I loved granny's home made trifle with Swiss roll and mandarin oranges at the bottom, covered in jelly, then custard, then loads of lush tinned cream. 😋
Always had to help her make sausage rolls and hedgehogs for Hogmanay! And I was allowed to stay up for the bells and drink a Snowball.

MorrisZapp · 13/08/2025 23:51

I remember watercress and orange salad from the eighties, and homity pies. Delia invented the stuffed red pepper and everyone lost their minds.

And Birds Eye Supermousse.

Ladedahlia · 13/08/2025 23:55

Fairyvocals · 13/08/2025 18:12

An avocado, halved, with the stone removed and the hole filled with vinaigrette. So chic! So French!

More usually, prawn in a Marie Rose sauce.

Maddy70 · 13/08/2025 23:56

Baked Alaska
Prawn cocktail
Stuffed eggs
Findus crispy pancakes

Ladedahlia · 14/08/2025 00:05

Black Forest gateau. Cheesecake which was a new thing. I went youth hostelling with a rucksack full of Vesta curries. Knickerbocker glories in milk bars. Mateus rose (you kept the bottle and used it as a candle holder ).
Salads featured a lot as diet food , as previously mentioned. It would be cottage cheese, lettuce, tomatoes and maybe some tinned mandarins . Tinned mandarins seemed to be everywhere.
I loved hazelnut Ski yogurts .
There was also a craze for American style chargrilled burgers which were far nicer than any burger these days .

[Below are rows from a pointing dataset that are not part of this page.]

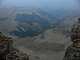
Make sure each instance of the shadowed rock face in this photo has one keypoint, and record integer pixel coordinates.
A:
(8, 52)
(72, 53)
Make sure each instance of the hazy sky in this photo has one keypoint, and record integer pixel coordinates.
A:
(43, 3)
(49, 5)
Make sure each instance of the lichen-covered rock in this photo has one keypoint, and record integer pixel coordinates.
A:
(72, 53)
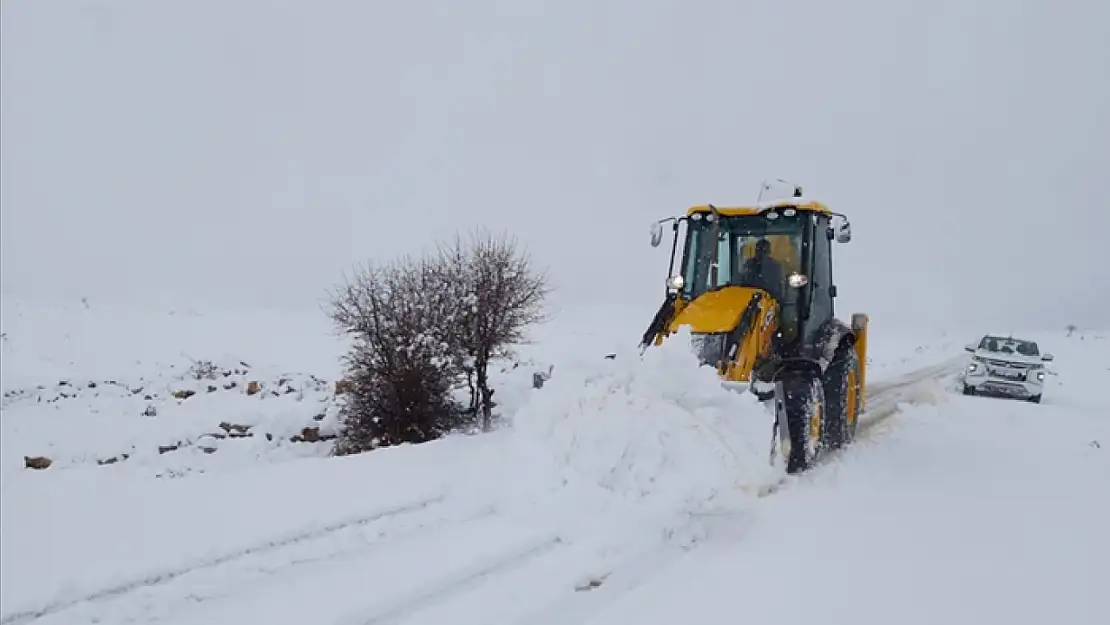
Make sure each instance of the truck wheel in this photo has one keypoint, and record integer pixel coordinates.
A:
(803, 411)
(844, 397)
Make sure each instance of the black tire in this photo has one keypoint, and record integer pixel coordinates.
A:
(844, 396)
(804, 406)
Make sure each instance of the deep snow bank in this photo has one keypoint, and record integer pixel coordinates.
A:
(655, 440)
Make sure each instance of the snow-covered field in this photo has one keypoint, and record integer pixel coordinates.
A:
(624, 491)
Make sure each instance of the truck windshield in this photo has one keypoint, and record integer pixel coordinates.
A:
(1008, 345)
(746, 251)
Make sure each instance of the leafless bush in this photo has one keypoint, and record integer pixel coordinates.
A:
(422, 328)
(501, 294)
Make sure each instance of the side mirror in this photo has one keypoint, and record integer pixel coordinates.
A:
(656, 234)
(844, 233)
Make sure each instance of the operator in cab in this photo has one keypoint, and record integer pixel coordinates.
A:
(762, 270)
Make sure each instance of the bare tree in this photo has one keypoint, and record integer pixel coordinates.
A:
(420, 328)
(500, 294)
(402, 363)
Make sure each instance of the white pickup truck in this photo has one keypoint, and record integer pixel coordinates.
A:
(1006, 366)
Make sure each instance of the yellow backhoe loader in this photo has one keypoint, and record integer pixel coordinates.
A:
(755, 288)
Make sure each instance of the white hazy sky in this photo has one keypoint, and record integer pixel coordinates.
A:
(249, 151)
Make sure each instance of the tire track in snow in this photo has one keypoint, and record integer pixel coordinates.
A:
(162, 577)
(461, 581)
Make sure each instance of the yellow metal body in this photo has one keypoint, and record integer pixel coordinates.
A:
(859, 326)
(720, 310)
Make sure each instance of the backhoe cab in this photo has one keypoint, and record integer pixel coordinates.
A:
(755, 288)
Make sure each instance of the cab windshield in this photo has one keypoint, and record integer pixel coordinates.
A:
(744, 251)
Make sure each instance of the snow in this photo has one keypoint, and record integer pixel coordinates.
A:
(626, 490)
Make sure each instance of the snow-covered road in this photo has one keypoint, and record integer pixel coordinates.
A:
(626, 491)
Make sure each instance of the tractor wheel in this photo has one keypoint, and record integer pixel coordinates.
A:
(844, 396)
(804, 411)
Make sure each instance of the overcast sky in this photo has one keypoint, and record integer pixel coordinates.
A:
(250, 151)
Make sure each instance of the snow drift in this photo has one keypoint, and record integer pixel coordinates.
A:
(656, 439)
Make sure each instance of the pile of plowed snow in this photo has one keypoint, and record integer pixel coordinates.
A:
(655, 437)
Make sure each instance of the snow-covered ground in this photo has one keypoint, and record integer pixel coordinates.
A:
(624, 491)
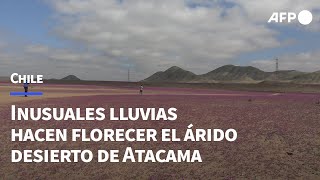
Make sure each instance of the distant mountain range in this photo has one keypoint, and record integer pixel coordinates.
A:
(71, 78)
(234, 74)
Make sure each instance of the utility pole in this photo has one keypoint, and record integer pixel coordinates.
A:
(128, 73)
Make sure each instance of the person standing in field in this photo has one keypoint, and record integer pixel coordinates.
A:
(141, 90)
(26, 87)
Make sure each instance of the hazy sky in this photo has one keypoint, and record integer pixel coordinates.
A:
(100, 39)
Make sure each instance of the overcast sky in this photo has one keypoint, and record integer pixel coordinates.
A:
(101, 39)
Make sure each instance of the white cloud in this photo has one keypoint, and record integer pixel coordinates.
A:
(158, 33)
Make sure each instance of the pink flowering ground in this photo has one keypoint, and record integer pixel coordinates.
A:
(278, 136)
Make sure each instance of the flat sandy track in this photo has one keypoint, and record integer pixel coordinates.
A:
(278, 136)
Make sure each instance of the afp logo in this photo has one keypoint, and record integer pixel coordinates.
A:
(304, 17)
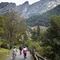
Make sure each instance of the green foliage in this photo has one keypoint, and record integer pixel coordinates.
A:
(53, 37)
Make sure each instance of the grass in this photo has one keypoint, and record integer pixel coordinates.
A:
(4, 53)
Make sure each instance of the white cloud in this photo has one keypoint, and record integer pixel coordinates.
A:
(19, 1)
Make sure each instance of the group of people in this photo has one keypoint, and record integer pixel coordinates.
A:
(22, 50)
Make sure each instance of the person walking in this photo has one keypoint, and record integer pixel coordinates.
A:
(20, 48)
(25, 52)
(14, 53)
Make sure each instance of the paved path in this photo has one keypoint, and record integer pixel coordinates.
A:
(21, 57)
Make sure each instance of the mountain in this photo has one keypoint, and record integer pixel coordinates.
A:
(28, 10)
(44, 18)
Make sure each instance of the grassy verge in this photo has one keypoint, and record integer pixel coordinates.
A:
(4, 53)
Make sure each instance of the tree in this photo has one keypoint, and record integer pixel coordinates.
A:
(53, 37)
(14, 25)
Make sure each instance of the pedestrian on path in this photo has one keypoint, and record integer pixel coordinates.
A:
(20, 48)
(14, 51)
(25, 51)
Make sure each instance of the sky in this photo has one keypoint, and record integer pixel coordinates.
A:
(19, 1)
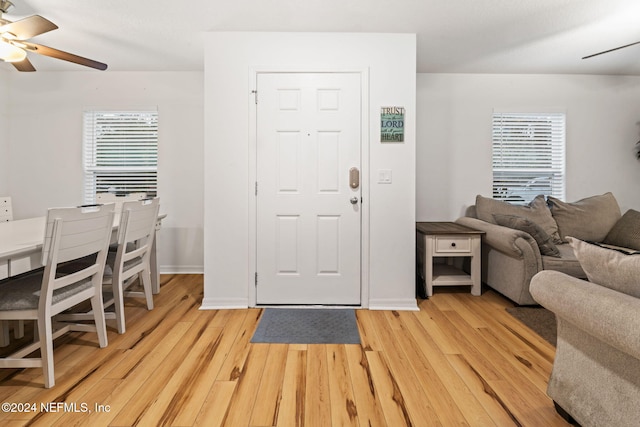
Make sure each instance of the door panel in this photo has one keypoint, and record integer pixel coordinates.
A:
(308, 228)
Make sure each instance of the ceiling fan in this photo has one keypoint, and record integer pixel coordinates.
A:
(610, 50)
(14, 45)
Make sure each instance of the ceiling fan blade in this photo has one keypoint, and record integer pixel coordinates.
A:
(610, 50)
(28, 27)
(65, 56)
(24, 65)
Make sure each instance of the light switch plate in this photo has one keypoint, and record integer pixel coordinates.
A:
(384, 176)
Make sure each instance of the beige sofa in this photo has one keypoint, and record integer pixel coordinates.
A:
(596, 372)
(521, 241)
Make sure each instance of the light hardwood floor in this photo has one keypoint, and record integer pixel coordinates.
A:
(460, 360)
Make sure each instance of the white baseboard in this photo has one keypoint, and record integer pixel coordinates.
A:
(390, 304)
(224, 304)
(181, 269)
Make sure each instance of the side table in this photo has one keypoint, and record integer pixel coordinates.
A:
(448, 239)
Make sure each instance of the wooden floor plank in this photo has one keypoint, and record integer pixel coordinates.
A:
(364, 390)
(459, 360)
(294, 388)
(317, 399)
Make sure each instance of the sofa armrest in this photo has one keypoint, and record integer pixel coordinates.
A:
(608, 315)
(512, 242)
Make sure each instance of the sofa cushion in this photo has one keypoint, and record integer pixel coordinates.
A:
(587, 219)
(544, 241)
(567, 263)
(609, 268)
(626, 232)
(536, 211)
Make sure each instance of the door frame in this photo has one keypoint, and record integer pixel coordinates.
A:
(364, 172)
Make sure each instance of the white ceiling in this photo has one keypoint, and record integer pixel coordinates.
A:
(454, 36)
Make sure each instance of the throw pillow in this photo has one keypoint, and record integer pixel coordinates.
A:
(587, 219)
(608, 268)
(626, 232)
(544, 241)
(537, 212)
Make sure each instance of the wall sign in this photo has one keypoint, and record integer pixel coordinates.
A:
(392, 124)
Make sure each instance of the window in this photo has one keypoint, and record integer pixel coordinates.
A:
(120, 153)
(528, 156)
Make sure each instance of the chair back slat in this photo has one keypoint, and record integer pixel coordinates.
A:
(81, 232)
(6, 210)
(137, 224)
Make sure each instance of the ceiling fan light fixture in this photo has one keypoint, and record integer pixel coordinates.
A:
(11, 53)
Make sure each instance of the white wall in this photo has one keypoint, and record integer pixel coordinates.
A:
(454, 135)
(229, 58)
(45, 165)
(4, 133)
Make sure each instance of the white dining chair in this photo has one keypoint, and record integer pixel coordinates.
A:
(131, 259)
(70, 234)
(128, 260)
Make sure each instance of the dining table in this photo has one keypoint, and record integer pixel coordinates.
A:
(23, 238)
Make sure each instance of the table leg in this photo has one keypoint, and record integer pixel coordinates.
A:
(153, 261)
(428, 265)
(476, 288)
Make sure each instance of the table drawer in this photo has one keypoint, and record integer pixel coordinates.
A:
(448, 244)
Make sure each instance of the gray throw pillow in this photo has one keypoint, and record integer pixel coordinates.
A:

BestIsWest · 14/08/2025 07:15

Surprise peas.

Dehydrated peas that you added boiling water to. They were delicious.
I suppose they pre-dated frozen garden peas as the only other peas available before the dawn of the freezer age were tinned and usually marrowfat.

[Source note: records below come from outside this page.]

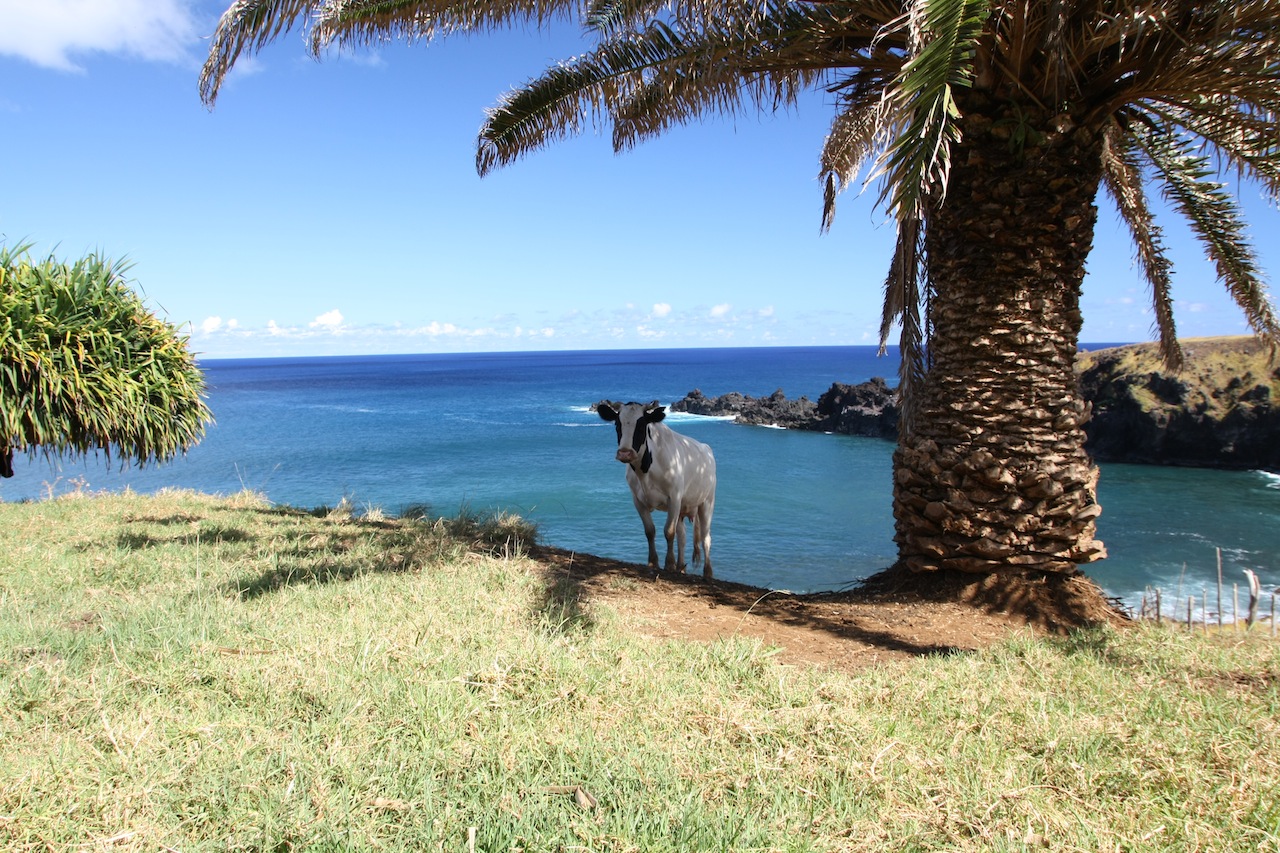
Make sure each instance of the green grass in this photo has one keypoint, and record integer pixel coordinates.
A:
(210, 674)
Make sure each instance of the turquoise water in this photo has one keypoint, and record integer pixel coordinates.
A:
(794, 510)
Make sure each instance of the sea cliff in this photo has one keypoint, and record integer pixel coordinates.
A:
(1221, 410)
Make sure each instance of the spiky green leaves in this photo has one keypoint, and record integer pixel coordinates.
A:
(85, 366)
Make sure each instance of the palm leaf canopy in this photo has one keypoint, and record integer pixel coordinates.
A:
(85, 366)
(1183, 91)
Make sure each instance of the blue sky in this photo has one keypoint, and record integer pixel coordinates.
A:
(332, 208)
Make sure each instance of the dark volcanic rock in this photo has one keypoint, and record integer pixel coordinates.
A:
(775, 410)
(865, 409)
(1223, 410)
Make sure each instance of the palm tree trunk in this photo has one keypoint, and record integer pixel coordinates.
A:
(993, 473)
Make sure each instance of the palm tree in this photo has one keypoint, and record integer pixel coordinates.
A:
(990, 127)
(86, 368)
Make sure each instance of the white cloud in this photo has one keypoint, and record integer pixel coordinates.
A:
(330, 320)
(50, 32)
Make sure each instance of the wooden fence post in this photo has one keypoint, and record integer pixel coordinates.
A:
(1255, 592)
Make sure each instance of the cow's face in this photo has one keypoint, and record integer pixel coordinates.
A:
(632, 422)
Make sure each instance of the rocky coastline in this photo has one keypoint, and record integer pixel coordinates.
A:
(1223, 410)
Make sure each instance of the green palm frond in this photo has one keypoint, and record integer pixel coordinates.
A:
(1121, 176)
(1214, 215)
(560, 103)
(371, 22)
(86, 368)
(944, 36)
(853, 138)
(247, 26)
(904, 290)
(1244, 138)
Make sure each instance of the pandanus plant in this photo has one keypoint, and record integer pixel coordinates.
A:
(86, 368)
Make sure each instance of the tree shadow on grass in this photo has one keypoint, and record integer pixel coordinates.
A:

Fairyvocals · 14/08/2025 07:23

We had freezers in the 70s and 80s!

AThousandCaloriesToTheBad · 14/08/2025 07:34

We had those dried marrowfat peas, they came in a small flat box.

We didn’t have a freezer in the 70’s and 80’s, just a tiny ‘icebox’ at the top of the fridge. You couldn’t store food in it as aside from the size of it, it wasn’t actually sealed so it was always just clogged with ice.

BestIsWest · 14/08/2025 07:35

Well I know that! I was there! So were Surprise peas - I think they were around until the 90s, but they’d been around since before we all had big freezers and just had little ice boxes at the top of the fridge. Would have been early to mid 70s for us.

Remember the Freezer centres on the high street? There was a huge one up the road from where my parents lived.